Ziraat Mühendisleri Odası Başkanı Baki Remzi Suiçmez: Çiftçilerin toplam borcu 205 milyar TL’yi aştı

Çiftçinin borcunun 205 milyar lirayı aştığını belirten ZMO Başkanı Suiçmez, barajlardaki su düzeyinin azlığı nedeniyle çiftçiye yeterli su verilmeyeceğini belirtti. Suiçmez, kuraklığa bağlı olarak tarım ürünleri ithalatının ve gıda fiyatlarının yükseleceğini söyledi.

Şehriban Kıraç

Türkiye Mimar ve Mühendisler Odaları Birliği (TMMOB) Ziraat Mühendisleri Odası (ZMO) Yönetim Kurulu Başkanı Baki Remzi Suiçmez, barajlardaki su düzeyinin azlığı nedeniyle çiftçiye yeterli su verilmeyeceğini belirterek kuraklığa bağlı olarak Türkiye’nin tarım ürünleri ithalatının ve gıda fiyatlarının yükseleceğini söyledi.

Beş yıl önce dört milyon ton civarında olan buğday ithalatının bu yıl rekolte kaybı nedeniyle 15 milyon tona çıkabileceğine dikkat çeken Baki Remzi Suiçmez ile tarım sektörünün sorunlarını konuştuk.

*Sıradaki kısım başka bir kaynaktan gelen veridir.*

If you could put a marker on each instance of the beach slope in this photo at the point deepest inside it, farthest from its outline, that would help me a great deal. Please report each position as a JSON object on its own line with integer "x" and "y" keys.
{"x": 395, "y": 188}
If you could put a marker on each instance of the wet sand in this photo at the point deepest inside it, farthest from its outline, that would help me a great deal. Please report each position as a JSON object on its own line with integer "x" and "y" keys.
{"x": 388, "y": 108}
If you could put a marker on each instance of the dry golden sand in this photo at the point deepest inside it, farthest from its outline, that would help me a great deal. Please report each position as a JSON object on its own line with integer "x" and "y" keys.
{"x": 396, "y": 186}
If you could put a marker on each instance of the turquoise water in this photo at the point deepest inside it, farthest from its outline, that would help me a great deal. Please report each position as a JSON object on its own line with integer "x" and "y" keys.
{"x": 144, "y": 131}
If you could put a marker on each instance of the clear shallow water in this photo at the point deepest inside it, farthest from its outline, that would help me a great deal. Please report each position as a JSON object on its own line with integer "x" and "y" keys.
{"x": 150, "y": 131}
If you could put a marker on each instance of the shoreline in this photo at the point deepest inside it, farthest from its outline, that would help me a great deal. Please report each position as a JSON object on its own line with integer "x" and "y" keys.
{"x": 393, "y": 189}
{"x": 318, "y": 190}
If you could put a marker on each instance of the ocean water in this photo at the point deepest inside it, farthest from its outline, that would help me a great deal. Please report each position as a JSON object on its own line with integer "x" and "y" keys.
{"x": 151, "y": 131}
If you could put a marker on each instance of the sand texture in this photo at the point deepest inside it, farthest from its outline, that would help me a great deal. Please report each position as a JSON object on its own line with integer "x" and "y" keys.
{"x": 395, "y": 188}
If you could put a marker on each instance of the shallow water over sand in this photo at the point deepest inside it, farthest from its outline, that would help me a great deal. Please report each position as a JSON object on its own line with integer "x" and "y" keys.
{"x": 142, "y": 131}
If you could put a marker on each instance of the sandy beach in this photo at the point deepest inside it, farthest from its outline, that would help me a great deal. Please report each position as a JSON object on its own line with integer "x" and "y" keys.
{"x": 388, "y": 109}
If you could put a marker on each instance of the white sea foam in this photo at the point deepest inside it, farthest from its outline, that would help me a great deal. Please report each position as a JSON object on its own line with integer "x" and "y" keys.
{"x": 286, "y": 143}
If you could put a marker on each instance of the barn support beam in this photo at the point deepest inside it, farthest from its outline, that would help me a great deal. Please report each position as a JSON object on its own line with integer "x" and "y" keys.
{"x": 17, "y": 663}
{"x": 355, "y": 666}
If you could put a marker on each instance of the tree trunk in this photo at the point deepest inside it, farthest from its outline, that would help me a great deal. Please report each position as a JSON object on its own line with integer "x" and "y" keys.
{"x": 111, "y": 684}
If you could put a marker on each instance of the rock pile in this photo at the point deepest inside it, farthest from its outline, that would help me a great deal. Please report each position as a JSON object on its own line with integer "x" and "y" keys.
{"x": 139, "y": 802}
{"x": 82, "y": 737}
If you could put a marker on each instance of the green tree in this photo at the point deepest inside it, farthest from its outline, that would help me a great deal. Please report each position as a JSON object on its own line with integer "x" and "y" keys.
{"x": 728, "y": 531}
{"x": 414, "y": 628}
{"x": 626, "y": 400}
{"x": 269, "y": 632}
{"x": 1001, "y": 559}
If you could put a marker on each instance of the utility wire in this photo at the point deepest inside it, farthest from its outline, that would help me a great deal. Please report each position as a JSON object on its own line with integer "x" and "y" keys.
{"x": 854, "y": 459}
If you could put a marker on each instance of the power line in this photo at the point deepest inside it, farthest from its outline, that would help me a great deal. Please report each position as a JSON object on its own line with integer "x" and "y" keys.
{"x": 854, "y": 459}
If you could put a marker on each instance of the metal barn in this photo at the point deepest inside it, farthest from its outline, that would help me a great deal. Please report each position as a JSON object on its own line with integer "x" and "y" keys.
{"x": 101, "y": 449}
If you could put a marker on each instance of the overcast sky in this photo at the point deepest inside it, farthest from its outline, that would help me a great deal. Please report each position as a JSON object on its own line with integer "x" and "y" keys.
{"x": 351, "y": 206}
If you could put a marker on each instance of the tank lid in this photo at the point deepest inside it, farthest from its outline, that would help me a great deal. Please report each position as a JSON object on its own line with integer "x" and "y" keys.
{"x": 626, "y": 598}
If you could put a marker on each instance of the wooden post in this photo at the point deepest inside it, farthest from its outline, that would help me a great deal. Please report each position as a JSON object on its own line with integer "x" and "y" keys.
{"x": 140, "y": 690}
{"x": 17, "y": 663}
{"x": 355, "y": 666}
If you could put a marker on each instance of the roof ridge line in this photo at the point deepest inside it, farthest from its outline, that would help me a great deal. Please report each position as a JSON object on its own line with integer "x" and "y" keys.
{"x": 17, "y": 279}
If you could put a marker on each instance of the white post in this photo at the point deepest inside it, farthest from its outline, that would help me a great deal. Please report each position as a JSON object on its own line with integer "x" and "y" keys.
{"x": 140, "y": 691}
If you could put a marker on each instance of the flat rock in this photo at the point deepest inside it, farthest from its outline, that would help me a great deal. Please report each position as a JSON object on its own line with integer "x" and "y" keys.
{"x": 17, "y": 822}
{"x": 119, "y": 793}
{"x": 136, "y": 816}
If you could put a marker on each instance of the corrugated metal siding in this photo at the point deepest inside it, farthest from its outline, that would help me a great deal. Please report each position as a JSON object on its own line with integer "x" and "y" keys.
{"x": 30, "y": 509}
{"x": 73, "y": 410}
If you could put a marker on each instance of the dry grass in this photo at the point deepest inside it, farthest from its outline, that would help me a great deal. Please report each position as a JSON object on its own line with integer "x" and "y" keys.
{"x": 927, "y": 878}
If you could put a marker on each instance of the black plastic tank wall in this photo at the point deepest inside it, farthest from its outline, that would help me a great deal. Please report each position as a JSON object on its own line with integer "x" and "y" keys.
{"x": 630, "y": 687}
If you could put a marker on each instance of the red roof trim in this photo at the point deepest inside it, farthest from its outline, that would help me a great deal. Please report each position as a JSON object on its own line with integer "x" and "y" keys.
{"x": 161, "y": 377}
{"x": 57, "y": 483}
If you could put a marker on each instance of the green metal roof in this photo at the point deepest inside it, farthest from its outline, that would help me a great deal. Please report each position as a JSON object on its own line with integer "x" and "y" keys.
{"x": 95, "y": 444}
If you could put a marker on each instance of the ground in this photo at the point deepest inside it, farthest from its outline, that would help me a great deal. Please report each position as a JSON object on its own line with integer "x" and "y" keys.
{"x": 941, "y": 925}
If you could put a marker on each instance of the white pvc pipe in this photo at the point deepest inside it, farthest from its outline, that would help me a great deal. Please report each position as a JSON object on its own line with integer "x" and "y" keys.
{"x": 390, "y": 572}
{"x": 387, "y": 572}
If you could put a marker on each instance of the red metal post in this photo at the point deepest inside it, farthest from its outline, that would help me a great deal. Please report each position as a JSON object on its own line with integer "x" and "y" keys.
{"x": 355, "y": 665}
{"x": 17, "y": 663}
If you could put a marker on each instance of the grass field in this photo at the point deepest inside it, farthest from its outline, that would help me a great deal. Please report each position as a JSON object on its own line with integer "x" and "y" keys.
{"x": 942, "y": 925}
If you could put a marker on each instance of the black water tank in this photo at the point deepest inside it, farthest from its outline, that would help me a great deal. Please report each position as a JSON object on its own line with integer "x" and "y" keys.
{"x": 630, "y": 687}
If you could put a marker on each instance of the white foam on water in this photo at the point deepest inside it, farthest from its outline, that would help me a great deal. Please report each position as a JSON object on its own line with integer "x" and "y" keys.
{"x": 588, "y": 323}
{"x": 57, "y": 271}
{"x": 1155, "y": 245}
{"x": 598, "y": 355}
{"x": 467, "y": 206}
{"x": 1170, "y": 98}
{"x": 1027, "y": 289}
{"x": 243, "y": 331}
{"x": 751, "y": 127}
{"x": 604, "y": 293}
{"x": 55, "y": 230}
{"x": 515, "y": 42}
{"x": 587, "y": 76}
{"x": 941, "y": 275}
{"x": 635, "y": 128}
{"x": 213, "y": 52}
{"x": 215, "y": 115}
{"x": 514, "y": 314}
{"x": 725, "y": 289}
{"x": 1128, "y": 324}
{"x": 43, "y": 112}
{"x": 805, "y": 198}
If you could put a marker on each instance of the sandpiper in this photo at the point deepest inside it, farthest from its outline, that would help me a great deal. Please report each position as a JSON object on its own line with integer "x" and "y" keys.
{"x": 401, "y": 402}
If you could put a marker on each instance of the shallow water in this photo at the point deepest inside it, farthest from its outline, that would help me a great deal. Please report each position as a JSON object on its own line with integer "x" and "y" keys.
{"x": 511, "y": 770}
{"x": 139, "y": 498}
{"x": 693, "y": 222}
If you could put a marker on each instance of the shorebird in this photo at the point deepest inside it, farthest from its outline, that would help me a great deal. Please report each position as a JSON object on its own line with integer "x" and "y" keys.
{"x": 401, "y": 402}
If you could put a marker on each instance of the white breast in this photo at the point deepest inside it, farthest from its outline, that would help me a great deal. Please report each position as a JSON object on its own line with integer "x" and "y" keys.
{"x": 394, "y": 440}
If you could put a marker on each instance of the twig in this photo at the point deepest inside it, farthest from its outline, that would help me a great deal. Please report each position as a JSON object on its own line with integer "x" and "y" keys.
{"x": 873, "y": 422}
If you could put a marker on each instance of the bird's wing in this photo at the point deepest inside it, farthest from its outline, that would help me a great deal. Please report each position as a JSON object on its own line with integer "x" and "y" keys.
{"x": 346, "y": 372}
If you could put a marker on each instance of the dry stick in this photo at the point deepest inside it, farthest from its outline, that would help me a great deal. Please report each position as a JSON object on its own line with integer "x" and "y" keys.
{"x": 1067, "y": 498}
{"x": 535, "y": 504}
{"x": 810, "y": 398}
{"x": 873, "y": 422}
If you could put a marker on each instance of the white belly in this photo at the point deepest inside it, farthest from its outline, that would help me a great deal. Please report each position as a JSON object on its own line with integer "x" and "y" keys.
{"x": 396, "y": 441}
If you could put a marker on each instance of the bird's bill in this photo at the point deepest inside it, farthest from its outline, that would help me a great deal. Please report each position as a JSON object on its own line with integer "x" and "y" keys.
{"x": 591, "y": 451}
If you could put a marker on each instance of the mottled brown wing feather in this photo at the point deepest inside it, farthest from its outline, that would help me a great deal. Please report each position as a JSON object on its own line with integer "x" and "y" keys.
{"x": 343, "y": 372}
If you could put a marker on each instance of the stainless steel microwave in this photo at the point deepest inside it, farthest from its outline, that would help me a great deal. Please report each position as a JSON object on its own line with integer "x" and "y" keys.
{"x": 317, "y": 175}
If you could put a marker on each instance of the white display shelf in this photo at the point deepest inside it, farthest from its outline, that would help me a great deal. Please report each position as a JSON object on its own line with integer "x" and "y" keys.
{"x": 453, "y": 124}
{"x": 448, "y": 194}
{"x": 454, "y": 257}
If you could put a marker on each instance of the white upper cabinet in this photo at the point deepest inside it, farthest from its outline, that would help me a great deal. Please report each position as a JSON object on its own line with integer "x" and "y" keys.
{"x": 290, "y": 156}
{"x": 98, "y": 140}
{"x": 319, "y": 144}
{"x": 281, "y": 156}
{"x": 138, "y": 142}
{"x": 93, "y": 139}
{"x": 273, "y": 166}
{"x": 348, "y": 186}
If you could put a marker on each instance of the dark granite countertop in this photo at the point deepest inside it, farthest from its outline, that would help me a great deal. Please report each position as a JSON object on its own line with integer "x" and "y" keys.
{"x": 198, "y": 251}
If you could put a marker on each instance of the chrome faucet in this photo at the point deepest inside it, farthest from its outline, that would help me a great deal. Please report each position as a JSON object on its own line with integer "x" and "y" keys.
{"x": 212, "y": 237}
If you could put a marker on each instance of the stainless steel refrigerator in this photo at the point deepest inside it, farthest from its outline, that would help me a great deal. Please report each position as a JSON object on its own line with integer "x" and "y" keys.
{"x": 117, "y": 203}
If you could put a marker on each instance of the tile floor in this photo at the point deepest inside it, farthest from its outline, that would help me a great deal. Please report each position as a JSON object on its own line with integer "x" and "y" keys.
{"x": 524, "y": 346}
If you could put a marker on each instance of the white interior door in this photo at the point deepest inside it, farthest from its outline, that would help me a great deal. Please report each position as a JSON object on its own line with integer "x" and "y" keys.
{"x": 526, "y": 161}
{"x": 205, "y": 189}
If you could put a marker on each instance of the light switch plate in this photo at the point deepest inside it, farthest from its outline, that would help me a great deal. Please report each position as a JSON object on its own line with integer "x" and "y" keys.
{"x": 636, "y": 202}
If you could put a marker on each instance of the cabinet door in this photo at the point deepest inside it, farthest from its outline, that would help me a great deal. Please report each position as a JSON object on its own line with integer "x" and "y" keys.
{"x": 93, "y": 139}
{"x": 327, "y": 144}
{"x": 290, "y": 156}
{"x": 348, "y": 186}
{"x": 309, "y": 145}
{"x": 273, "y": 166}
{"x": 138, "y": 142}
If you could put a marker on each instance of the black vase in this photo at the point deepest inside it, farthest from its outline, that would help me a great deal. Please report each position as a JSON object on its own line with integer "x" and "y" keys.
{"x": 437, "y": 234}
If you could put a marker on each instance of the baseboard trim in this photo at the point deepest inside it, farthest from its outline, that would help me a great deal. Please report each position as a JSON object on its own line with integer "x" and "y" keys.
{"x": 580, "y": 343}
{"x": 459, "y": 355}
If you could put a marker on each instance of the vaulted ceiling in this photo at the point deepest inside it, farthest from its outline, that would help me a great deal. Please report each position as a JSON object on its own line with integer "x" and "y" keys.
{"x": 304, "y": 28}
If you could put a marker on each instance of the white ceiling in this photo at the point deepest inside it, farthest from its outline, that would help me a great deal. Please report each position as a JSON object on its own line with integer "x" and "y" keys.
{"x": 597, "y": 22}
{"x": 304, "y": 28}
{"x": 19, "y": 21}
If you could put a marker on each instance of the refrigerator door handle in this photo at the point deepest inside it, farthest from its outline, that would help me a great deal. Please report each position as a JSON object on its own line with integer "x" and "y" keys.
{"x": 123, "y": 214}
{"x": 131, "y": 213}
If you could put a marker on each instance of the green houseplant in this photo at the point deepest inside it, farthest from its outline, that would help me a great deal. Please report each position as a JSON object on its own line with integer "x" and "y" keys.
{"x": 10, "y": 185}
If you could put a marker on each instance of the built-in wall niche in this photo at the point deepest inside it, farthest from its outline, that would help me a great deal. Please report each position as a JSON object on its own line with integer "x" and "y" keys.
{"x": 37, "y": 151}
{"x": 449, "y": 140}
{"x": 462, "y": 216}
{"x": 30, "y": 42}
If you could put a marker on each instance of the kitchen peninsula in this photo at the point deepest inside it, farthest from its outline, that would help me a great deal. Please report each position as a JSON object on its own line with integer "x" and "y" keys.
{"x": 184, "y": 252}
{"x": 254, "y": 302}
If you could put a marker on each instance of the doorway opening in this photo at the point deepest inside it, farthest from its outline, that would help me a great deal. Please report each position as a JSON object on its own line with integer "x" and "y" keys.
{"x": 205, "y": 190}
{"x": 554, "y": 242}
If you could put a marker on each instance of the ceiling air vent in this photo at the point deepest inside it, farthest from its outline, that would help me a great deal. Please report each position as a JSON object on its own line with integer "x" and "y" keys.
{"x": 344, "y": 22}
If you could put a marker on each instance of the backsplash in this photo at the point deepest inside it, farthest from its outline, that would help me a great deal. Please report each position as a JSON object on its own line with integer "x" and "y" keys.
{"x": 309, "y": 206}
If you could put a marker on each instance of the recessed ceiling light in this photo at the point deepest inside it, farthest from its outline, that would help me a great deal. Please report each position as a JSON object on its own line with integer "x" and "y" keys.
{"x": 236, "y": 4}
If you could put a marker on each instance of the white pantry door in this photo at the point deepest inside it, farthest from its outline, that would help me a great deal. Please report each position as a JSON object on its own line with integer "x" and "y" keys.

BUĞDAYDA YÜZDE 70, ARPADA YÜZDE 85 KAYIP VAR

- Bu yıl ciddi bir kuraklıkla karşı karşıyayız. Bunun ürün rekoltelerine etkisi ne olur? Özellikle hangi tarım ürünlerinde risk daha fazla? 

Ülkemizde son dönemde yaşanan ciddi meteorolojik kuraklık, zamanında yeterli yağışların olmaması nedeniyle tarımsal kuraklık, zamanla da hidrolojik kuraklık yaşanmasına yol açmaktadır. Ülkemizde hububat ve bakliyatın yüzde 70’i kuru-kıraç alanlarda, yüzde 30’u sulu tarım yapılan yerlerde üretilmektedir. Tarımsal kuraklık kuru tarım yapılan özellikle hububat ve bakliyatta rekolte azalmasına yol açarken, barajlardaki su düzeyinin azlığı nedeniyle çiftçiye yeterli suyun verilmeyecek olması sulu tarım yapılan mısır, pamuk, şeker pancarı, sebze dahil tüm ürünlerde rekolte azalmasına yol açacaktır. Arpadaki ve samandaki ciddi üretim azalışı yem boyutunda hayvancılığı da olumsuz etkileyecektir.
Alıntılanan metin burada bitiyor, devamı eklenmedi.